First Loss Capital. First loss capital is an arrangement in which a platform provider allocates capital to a separately managed account for the manager to trade, and the manager is required to contribute capital equal to a fixed percentage ranging from 10% or 20% of the total managed account balance, depending on the provider. The manager receives a higher than industry normal performance fee (up to 50%), and, for this higher payout, the manager’s capital sits in a first position with respect to losses (i.e., if there are losses generated by the managed account, the losses are first allocated to the manager’s capital). The manager is entitled to 100% of future profits until it is made whole for prior loss allocations.

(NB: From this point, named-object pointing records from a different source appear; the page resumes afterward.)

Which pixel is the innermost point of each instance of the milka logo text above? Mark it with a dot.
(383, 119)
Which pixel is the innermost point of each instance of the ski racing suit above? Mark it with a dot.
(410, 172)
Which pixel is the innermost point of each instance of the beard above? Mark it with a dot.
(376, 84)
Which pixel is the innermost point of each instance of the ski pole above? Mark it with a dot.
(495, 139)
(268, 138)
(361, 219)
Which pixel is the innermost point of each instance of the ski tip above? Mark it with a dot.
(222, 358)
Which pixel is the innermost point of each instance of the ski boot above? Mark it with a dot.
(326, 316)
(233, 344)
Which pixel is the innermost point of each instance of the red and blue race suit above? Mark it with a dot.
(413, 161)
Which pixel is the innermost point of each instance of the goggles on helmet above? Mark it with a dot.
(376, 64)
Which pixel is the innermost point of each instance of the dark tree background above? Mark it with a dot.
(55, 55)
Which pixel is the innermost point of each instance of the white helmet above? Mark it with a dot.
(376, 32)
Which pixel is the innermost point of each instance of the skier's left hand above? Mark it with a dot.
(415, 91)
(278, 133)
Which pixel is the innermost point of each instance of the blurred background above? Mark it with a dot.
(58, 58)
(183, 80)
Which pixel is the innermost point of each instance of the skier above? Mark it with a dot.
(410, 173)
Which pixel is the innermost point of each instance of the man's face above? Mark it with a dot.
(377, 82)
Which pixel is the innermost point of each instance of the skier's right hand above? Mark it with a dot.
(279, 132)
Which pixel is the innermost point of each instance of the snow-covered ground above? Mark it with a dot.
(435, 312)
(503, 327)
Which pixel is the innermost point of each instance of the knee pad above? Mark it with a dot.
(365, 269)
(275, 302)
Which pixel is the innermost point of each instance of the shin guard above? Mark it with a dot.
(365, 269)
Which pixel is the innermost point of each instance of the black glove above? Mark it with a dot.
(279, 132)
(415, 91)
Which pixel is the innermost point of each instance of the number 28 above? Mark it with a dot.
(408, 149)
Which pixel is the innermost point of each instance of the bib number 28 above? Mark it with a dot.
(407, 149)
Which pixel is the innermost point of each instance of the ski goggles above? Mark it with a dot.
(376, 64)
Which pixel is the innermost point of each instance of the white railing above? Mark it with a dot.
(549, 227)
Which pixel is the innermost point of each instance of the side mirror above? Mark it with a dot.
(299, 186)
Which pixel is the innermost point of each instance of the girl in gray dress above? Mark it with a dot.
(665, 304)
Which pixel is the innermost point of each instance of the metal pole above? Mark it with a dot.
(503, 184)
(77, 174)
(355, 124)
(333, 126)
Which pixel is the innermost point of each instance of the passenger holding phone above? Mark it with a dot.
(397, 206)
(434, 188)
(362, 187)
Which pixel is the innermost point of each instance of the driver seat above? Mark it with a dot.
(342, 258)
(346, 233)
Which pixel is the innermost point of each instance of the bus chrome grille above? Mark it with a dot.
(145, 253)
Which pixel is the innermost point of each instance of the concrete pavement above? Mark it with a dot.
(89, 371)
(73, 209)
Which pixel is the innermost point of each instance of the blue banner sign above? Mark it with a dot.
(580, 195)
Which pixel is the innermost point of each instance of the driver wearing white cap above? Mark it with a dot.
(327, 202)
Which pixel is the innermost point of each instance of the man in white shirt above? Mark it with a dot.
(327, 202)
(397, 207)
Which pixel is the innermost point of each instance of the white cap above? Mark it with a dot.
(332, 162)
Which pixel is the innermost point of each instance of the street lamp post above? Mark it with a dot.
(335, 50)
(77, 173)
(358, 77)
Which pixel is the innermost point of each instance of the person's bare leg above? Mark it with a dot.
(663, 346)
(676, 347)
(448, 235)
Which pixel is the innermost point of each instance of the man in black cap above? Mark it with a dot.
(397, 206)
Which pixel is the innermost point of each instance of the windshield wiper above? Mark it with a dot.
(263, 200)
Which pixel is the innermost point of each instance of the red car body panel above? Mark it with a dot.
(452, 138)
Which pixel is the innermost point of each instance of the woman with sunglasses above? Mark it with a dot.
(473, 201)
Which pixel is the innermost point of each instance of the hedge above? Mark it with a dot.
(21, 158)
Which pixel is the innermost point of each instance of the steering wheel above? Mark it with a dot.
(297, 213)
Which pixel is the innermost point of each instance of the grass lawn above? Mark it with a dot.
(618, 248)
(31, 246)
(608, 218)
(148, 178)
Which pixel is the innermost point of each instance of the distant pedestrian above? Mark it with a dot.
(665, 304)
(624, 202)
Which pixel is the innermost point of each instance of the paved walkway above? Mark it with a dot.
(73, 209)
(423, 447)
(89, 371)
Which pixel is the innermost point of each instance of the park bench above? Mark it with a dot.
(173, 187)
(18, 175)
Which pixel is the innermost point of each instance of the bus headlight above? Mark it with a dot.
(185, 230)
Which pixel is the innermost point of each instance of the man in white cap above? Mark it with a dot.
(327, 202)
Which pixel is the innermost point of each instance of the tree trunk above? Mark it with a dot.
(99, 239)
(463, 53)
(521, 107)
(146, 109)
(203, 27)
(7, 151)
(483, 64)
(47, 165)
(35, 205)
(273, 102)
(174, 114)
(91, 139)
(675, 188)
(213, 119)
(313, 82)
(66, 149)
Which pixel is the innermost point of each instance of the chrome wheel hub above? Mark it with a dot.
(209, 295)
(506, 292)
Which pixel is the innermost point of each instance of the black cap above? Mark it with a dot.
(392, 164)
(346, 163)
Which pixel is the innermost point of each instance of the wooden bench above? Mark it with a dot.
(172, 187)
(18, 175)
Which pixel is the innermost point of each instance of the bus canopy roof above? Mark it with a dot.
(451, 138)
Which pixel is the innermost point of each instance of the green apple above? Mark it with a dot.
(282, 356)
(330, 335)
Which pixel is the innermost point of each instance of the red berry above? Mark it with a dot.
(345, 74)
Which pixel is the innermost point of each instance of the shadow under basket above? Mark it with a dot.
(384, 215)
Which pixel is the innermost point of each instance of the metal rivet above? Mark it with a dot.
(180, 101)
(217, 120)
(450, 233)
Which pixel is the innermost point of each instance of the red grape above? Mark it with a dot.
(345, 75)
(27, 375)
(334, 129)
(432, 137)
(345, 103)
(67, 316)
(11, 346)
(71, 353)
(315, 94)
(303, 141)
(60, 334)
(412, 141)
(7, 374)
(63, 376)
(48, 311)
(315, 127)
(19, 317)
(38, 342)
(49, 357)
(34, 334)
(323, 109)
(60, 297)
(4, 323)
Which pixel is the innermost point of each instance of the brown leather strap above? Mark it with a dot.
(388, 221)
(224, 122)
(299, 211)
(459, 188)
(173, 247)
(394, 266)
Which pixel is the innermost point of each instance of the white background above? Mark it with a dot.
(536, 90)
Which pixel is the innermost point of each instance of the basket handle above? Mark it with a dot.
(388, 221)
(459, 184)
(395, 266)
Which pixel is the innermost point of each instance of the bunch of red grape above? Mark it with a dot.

A first loss capital arrangement allows a manager to grow its AUM and build a track record without giving up a piece of its business to a seed investor and enables the manager to maintain autonomy and discretion over its business operations. The costs for the manager of entering into the arrangement are usually minimal as the platform provider typically covers the set-up and administration costs. Also, the higher performance fees or allocations are often allocated to the manager on a monthly basis rather than having to wait until year end, which can help the manager manage its cash flow needs. In exchange for these benefits though, the manager has to be able and willing to put up the high risk capital investment into the established account.
Terms of Seed Support and Revenue/Equity Participation
Seed Support and Control Rights. The degree of operational control and support delivered by seed capital providers varies greatly. Many seeders take passive stakes in a manager and refrain from having any day-to-day involvement in management. One the other end, some seeders look to provide more support to its seeded managers and require governance and control rights over the manager’s business and funds.
There are seeders that offer managers working capital support through a capital contribution, working capital loan or prepayment of management fees to assist the manager with its early start-up costs. In addition to working capital, seeders can provide a range of support for managers in areas such as business development, marketing, risk management and governance and guidance on business operations and issues. Further, certain incubation platforms function to house fund managers in their own offices and provide back-office support during the manager’s start-up period. The goal of these platforms is to help a manager spin-out and become operationally independent, but provide the incubator with a continuing revenue share.
Seeders who are looking for control rights seek to negotiate certain consent or veto rights over certain aspects of the operations of the seeded managers and the funds they manage. Seeders may seek voting rights over certain key business and operational decisions of the manager – including risk management processes, certain hiring and firing decisions of key personnel, issuance of equity in the manager, entering into certain contracts over a specified threshold amount, the annual budget, the incurrence of debt by the manager and designated extraordinary events (i.e., liquidation, merger, or sale of the manager’s business). A seeder may also seek to put restrictions on the manager’s portfolio composition for the fund, limit withdrawals from the fund by key employees, retain consent rights over changes in fund service providers, and may seek to be a voting member or observer on the manager’s investment committee. Often, a seeder of a private equity fund will seek to appoint one or more members of the fund’s limited partner advisory committee.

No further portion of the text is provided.